|‘Stop114a’ draws online attention|
|Wednesday, 15 August 2012 08:09am|
©The Sun Daily (Used by permission)
by Michelle Chun
PETALING JAYA (Aug 14, 2012): Internet users rose up in arms against Section 114a of the Evidence Act today, flooding the online world with the catchphrase "Stop114a" during Malaysia's first ever Internet Blackout Day.
The blackout also garnered international attention with Wikileaks and BBC picking up on the issue yesterday, while the Association of the Computer and Multimedia Industry of Malaysia (Pikom) also echoed the need for a review of the law.
In a statement to Digital News Asia, Pikom president Shaifubahrim Saleh said the amendment may "appear to lower the bar for the prosecution of potentially innocent parties".
"The average individual or even some corporations may not have the resources to defend or prove against such allegations or liability," he added.
Meanwhile, in a tweet from London at 7.48pm Malaysian time today, Prime Minister Datuk Seri Najib Abdul Razak said: "I have asked the cabinet to discuss section 114A of the Evidence Act 1950. Whatever we do we must put people first."
Before noon today, Stop114a was trending at No 4 locally in Twitterverse, and hundreds of websites and internet users blacked out their profiles or uploaded a pop-up message detailing information about the controversial law.
Many Facebook users uploaded Stop114a images as profile pictures while prominent figures, from politicians to bloggers, went offline for the day in protest of the law.
News portals, community forums, non-government organisations (NGOs) and business sites also joined in, either by shutting down their sites for the day or uploading the pop-up for users to view.
Section 114a of the Evidence Act, which was inserted through the Evidence (Amendment) (No 2) Act 2012 passed in both houses in April, explains presumption of fact in publication.
Under the law, internet users are automatically presumed guilty for any content posted through their registered networks, handheld devices, blogs and web portals. If this happens, the onus is on the owners to prove their innocence.

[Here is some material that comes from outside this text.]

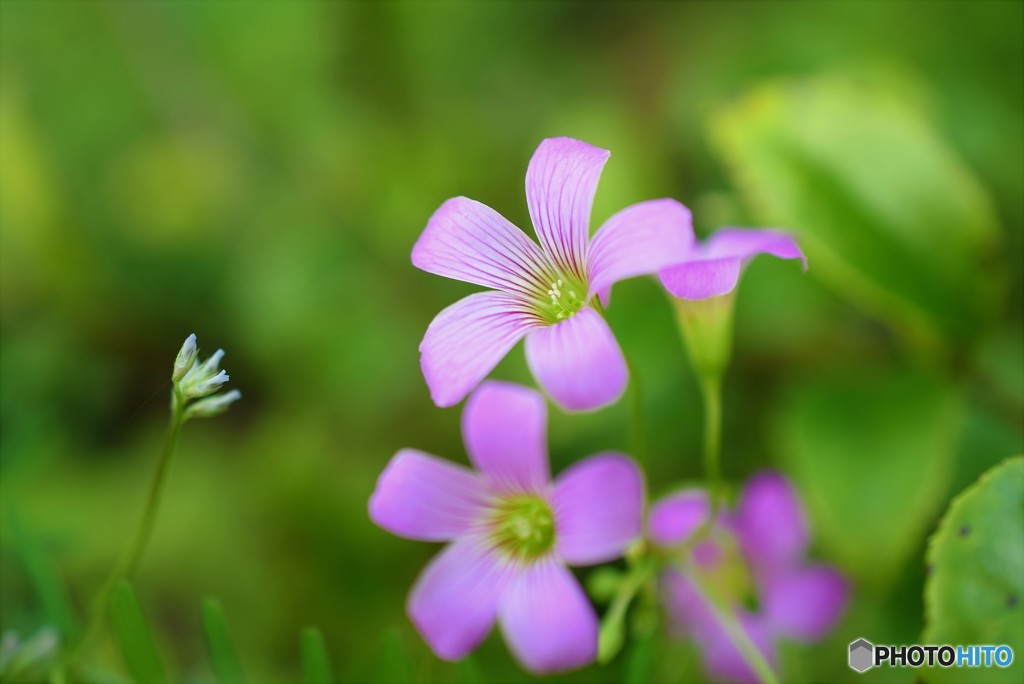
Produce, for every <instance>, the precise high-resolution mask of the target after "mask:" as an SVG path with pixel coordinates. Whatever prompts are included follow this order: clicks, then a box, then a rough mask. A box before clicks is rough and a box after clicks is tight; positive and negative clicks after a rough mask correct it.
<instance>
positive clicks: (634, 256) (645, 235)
mask: <svg viewBox="0 0 1024 684" xmlns="http://www.w3.org/2000/svg"><path fill="white" fill-rule="evenodd" d="M692 246H693V221H692V218H691V217H690V210H689V209H687V208H686V207H684V206H683V205H682V204H680V203H678V202H676V201H675V200H651V201H650V202H641V203H640V204H635V205H633V206H632V207H627V208H626V209H624V210H622V211H621V212H618V213H617V214H615V215H614V216H612V217H611V218H609V219H608V220H607V221H606V222H605V223H604V225H602V226H601V228H600V229H599V230H598V231H597V234H595V236H594V240H593V241H592V242H591V245H590V252H589V253H588V255H587V272H588V275H589V283H590V292H589V293H588V296H587V298H588V299H590V298H591V297H593V296H594V295H601V301H602V302H604V303H605V304H607V299H608V297H609V296H610V289H611V286H612V284H614V283H617V282H618V281H622V280H624V279H627V277H633V276H635V275H643V274H645V273H656V272H657V271H658V270H659V269H662V268H665V267H666V266H671V265H673V264H676V263H679V262H680V261H682V260H683V259H685V258H686V257H687V255H688V253H689V251H690V249H691V248H692Z"/></svg>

Minister in the Prime Minister's Department Datuk Seri Nazri Abdul Aziz, in defending the amendment, said it would ensure people to act with greater responsibility when on the internet.
However, many criticised the law as a damper on freedom of expression and deterrence to the opportunity for anonymity online, which is necessary for a free and open society.
Internet Blackout Day was organised by the Centre for Independent Journalism (CIJ) following its petition for the amendment to be withdrawn.
The petition received 3,300 signatures and was handed to Deputy Minister in the Prime Minister's Department Datuk V.K. Liew last month.
CIJ executive director Masjaliza Hamzah, when contacted, said response from netizens has been astounding.
"We're ecstatic and really happy with the progress. It's gone beyond our expectations."
On comments by internet users that such an initiative would not help withdraw the law, Masjaliza said this was an awareness campaign.
"Before this, how many people knew about Section 114a?
The campaign has managed to capture a big chunk of internet users in Malaysia, and any steps taken after this, such as putting pressure on lawmakers to withdraw this bad law, will have a bigger pool of people showing support," she said.
Politicians from both sides of the divide have called for a review of the law.